それが猫なで声で盛太郎を誘う。署内の電話だろうに、周囲の警官たちはどんな顔で彼女を見てるのかねぇ、と盛太郎はため息をついた。


「今度は何です? 積みプラモの重みで床をぶち抜いて下の住人を殺す事件でも起きたとか?」
樹脂製の小鳥ちゃんへの想いを振り切って立ち上がり、リビングの冷蔵庫からペットボトルを取り出す。
「興味深い事件ね。けど今回は違うわ。行方不明になっていた男が河原に放置されていた車の中で死んでるのが見つかったの」
「プラモの車?それが河原のダイオラマに置かれてたとか?」
「まぜっかえさないで。男は暴力団の下っ端、って言えばわかるでしょ?」
ペットボトルに直接口をつけて飲んでいた盛太郎の手がとまる。


盛太郎に声がかかる事件にかかわる暴力団


モデラー指定暴力団箱組。
組長は藻仲 安和世(もなか あわせ)。盛太郎とはある事件でちょっとした因縁のある仲だ。

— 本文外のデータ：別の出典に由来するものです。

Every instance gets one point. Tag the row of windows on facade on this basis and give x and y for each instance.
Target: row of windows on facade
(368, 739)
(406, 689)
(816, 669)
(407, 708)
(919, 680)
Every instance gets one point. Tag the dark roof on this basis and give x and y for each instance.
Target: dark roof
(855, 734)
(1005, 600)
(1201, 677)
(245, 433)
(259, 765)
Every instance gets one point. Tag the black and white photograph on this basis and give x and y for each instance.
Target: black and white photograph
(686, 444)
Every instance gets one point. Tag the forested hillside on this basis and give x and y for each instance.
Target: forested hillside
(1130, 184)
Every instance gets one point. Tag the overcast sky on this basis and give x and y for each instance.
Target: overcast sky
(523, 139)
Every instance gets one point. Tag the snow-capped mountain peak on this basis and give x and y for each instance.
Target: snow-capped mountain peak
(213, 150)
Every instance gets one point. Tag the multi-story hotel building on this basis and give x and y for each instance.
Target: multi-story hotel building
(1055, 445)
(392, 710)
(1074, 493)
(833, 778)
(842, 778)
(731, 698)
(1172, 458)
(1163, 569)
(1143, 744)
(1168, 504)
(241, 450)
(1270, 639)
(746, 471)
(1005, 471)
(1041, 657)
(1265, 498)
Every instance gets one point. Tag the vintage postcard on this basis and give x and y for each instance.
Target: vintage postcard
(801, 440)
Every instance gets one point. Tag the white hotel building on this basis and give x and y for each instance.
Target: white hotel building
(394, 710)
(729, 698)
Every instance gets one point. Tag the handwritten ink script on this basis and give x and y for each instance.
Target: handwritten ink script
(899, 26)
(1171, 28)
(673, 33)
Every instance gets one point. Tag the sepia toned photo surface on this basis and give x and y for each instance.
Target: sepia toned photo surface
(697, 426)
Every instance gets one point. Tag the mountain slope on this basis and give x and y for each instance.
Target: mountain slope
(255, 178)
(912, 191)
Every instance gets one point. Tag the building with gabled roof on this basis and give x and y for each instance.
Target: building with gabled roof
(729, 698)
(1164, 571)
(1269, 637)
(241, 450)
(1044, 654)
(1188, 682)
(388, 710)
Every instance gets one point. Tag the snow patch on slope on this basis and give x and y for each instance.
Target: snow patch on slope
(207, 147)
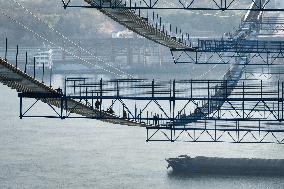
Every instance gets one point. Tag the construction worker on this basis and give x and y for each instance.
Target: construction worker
(124, 114)
(98, 104)
(110, 110)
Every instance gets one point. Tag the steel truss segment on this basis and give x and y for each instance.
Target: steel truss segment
(234, 134)
(223, 5)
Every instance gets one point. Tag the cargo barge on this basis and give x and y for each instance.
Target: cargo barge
(234, 166)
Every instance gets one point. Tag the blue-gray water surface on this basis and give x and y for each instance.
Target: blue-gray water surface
(80, 153)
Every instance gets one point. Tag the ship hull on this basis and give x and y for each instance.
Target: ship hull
(226, 166)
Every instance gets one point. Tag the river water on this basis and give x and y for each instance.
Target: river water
(80, 153)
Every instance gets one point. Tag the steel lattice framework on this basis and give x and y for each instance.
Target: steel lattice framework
(221, 5)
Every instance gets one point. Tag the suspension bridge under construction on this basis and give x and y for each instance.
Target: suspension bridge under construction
(236, 108)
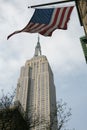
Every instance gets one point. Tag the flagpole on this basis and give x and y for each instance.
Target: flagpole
(59, 2)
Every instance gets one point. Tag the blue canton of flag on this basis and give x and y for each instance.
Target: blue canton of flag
(45, 21)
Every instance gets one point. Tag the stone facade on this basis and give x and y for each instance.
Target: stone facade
(82, 5)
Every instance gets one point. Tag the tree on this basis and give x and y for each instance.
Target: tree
(6, 100)
(63, 114)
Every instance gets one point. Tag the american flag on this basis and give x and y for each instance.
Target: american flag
(45, 21)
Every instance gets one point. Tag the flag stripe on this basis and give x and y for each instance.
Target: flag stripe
(45, 21)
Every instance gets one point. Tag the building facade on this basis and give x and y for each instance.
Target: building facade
(36, 89)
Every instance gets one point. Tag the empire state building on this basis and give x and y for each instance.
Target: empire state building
(35, 88)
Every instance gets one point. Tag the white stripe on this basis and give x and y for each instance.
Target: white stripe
(57, 22)
(38, 28)
(65, 17)
(53, 15)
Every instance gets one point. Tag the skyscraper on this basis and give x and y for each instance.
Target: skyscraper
(36, 89)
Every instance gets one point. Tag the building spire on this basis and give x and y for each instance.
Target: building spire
(38, 48)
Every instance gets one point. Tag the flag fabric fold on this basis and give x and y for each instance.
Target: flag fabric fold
(84, 46)
(45, 21)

「10分後に迎えに行くわ。模型じゃない1/1スケールのパトカーでね」
なんでそんなにうれしそうなんだ。獲物にとびかかる猟犬みたいだな。はずむ琴吹刑事の声に返事をして盛太郎はペットボトルを冷蔵庫に戻した。


「天気が良くて空気も湿ってなくていい塗装日和なんだけどなぁ」
せめて仮組みしてサフを吹きたかったなぁ。窓から見える飛行機雲がくっきりと走る青空を見上げた盛太郎がまた大きくため息をついた。